The site is the latest online effort — sincere or otherwise — to present alternatives to liberal-minded Americans looking to flee north if November's election doesn't go their way. After Super Tuesday, searches on Google for "move to Canada" skyrocketed 1,500 percent. Recent polls are finding that around 60 percent of Americans dislike Trump, who continues to face criticism for his behavior on social media and other controversy in real life, while also dominating media coverage of the presidential race.

An Ipsos poll for Global News from March found nearly 20 percent of Americans would consider moving to Canada if Trump becomes President, with 28 percent of people from 18 years old to 34 saying they'd move.
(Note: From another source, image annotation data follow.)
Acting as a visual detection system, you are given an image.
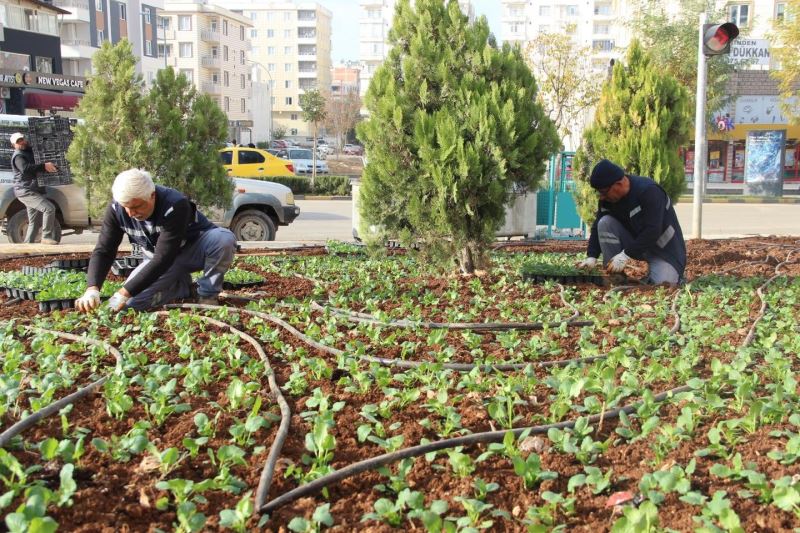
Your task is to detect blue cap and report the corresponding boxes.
[589,159,625,189]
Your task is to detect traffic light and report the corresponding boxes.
[703,22,739,56]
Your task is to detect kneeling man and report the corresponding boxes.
[578,159,686,285]
[76,168,236,312]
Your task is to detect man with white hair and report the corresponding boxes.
[76,168,236,312]
[10,132,58,244]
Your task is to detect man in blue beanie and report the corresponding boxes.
[578,159,686,285]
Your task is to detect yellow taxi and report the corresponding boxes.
[219,146,294,178]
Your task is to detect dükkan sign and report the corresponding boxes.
[730,39,769,65]
[0,70,87,93]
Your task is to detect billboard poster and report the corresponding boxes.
[744,130,786,196]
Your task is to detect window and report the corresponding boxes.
[775,2,786,22]
[239,150,266,165]
[178,43,194,57]
[36,56,53,74]
[728,4,750,28]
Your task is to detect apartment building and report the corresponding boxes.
[358,0,476,103]
[216,0,333,137]
[52,0,163,82]
[160,0,254,142]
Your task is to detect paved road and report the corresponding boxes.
[0,200,800,254]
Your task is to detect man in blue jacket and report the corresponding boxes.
[76,168,236,312]
[578,159,686,285]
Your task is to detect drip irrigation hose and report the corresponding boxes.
[0,325,122,448]
[259,249,800,513]
[156,310,292,508]
[164,304,608,372]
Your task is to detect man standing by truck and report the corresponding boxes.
[11,132,58,244]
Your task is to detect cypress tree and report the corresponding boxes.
[146,67,233,208]
[67,39,149,216]
[573,41,692,223]
[358,0,559,273]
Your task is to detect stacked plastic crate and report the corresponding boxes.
[28,117,72,186]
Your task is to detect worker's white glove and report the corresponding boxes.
[108,292,128,311]
[608,250,630,274]
[75,289,100,313]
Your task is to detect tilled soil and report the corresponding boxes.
[0,238,800,532]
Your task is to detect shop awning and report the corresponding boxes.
[25,92,81,111]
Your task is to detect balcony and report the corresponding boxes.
[200,30,219,43]
[53,0,89,22]
[200,81,222,94]
[200,55,222,69]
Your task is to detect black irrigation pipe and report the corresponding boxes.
[156,310,292,508]
[0,325,122,448]
[259,249,800,513]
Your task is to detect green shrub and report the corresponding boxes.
[253,174,350,196]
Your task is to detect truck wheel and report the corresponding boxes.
[6,209,61,244]
[231,209,275,241]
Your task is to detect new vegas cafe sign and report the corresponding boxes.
[0,70,87,93]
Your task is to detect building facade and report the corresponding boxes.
[161,0,254,142]
[218,0,333,137]
[358,0,476,100]
[53,0,163,82]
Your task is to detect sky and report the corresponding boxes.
[317,0,501,65]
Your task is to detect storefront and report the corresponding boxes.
[0,69,86,115]
[683,95,800,183]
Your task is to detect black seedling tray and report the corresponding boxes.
[47,258,89,269]
[522,274,605,285]
[222,280,266,291]
[39,298,75,312]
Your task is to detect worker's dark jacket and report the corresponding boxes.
[588,176,686,277]
[11,147,45,196]
[87,185,216,296]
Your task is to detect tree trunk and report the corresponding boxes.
[311,122,317,193]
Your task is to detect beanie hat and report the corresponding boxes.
[589,159,625,189]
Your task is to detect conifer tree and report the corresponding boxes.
[145,67,233,208]
[358,0,559,273]
[67,39,149,216]
[572,41,692,223]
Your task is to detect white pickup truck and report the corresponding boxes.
[0,115,300,243]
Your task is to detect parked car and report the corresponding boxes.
[342,144,364,155]
[286,148,328,174]
[219,146,294,178]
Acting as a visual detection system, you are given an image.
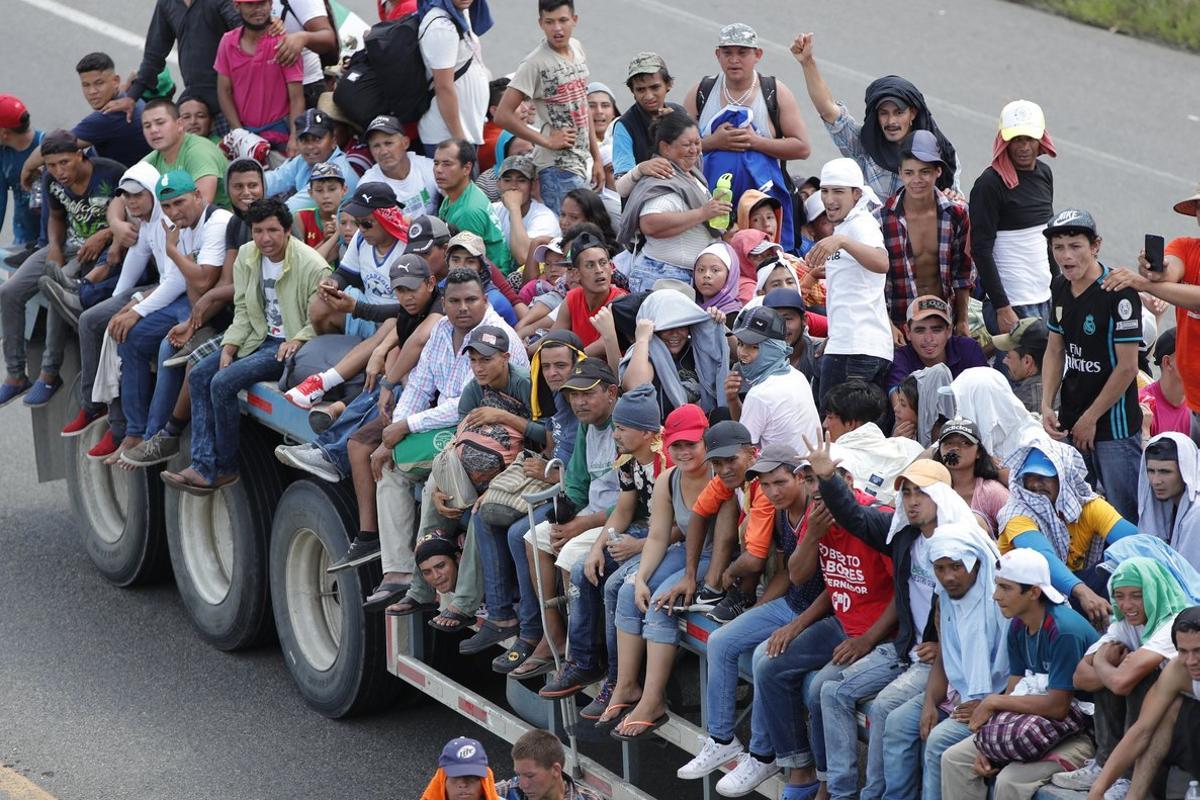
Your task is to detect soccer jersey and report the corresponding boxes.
[1046,266,1141,441]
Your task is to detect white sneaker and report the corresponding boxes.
[676,736,742,781]
[716,753,779,798]
[1050,758,1099,796]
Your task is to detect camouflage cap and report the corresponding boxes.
[716,23,762,48]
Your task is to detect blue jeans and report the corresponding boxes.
[707,597,796,756]
[538,167,588,216]
[821,642,929,800]
[187,337,283,482]
[116,293,192,438]
[750,616,846,769]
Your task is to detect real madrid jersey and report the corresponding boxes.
[1046,266,1141,441]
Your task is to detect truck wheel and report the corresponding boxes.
[164,422,280,650]
[65,417,168,587]
[271,480,402,718]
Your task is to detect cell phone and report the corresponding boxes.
[1146,234,1163,272]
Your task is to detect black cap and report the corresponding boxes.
[733,306,787,344]
[342,181,397,217]
[563,359,617,392]
[704,420,754,461]
[463,326,509,355]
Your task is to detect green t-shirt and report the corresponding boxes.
[438,184,514,275]
[142,133,230,209]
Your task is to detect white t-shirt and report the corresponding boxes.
[359,152,442,219]
[263,255,283,339]
[740,367,821,452]
[338,233,404,303]
[824,211,893,361]
[416,8,492,144]
[271,0,326,85]
[492,200,563,243]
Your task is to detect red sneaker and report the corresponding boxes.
[88,431,120,458]
[62,408,108,437]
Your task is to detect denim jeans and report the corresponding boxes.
[707,597,796,756]
[538,167,588,216]
[821,642,929,800]
[116,293,192,438]
[187,337,283,481]
[750,616,846,769]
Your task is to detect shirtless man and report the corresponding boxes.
[876,131,974,347]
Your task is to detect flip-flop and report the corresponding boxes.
[608,714,671,741]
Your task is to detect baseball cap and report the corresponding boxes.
[625,50,667,80]
[907,294,952,324]
[716,23,761,48]
[342,181,398,217]
[308,161,346,184]
[438,736,487,777]
[704,420,754,461]
[563,359,617,392]
[1000,100,1046,142]
[892,458,952,489]
[404,216,450,254]
[733,306,787,344]
[155,169,196,201]
[296,108,334,139]
[0,95,29,128]
[996,547,1067,604]
[388,253,432,289]
[1042,209,1098,239]
[463,325,509,355]
[446,230,487,258]
[991,317,1050,353]
[937,416,979,445]
[662,403,708,447]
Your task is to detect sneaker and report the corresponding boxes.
[22,375,62,408]
[275,444,342,483]
[1050,758,1100,792]
[706,587,746,625]
[325,534,380,575]
[88,431,121,459]
[676,736,742,781]
[283,373,325,410]
[538,661,608,699]
[60,408,108,439]
[716,753,779,798]
[121,431,179,467]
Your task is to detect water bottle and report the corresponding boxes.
[708,173,733,230]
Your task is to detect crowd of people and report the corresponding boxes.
[0,0,1200,800]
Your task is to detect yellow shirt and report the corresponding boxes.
[996,498,1122,572]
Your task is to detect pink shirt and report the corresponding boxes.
[212,28,304,144]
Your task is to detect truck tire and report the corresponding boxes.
[164,420,281,651]
[271,480,404,720]
[64,412,169,588]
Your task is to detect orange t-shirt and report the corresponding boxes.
[1165,236,1200,413]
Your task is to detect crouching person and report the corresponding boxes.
[162,199,329,494]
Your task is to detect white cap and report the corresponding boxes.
[821,158,866,190]
[996,547,1067,604]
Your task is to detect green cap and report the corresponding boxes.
[155,169,196,201]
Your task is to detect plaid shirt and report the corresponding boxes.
[875,188,974,326]
[391,306,529,433]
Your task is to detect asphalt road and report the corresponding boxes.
[0,0,1200,800]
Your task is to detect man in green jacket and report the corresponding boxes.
[162,199,329,495]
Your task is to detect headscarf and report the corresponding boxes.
[1109,558,1192,644]
[991,131,1058,188]
[929,522,1009,702]
[864,76,959,188]
[696,240,742,314]
[996,439,1104,566]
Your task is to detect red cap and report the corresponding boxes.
[0,95,28,128]
[662,403,708,447]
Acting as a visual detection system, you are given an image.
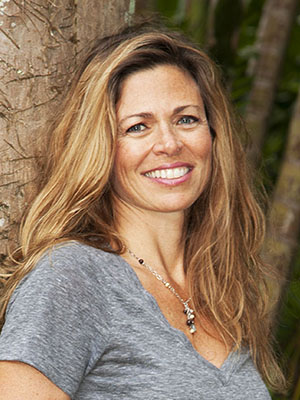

That same poll also found that 15 percent would move if Democratic candidate Hillary Clinton becomes President.

Earlier this year a Canadian radio host Rob Calabrese created a website, with almost 1 million visitors, inviting anti-Trump Americans to seek refuge in Nova Scotia.

"Donald Trump may become the President! If that happens, and you decide to get the hell out of there, might I suggest moving to Cape Breton Island!" the site stated.

Calabrese told reporters at the time he had received a deluge of messages from Americans considering it. This included an inquiry from a US Marine who told Calabrese he wanted to protect the safety of his family.

But these threats to leave don't seem to phase Trump in the least. In April, actor Lena Dunham vowed to escape to Canada if Trump is victorious, to which Trump told Fox & Friends: "I heard Whoopi Goldberg said that too. That would be a great, great thing for our country."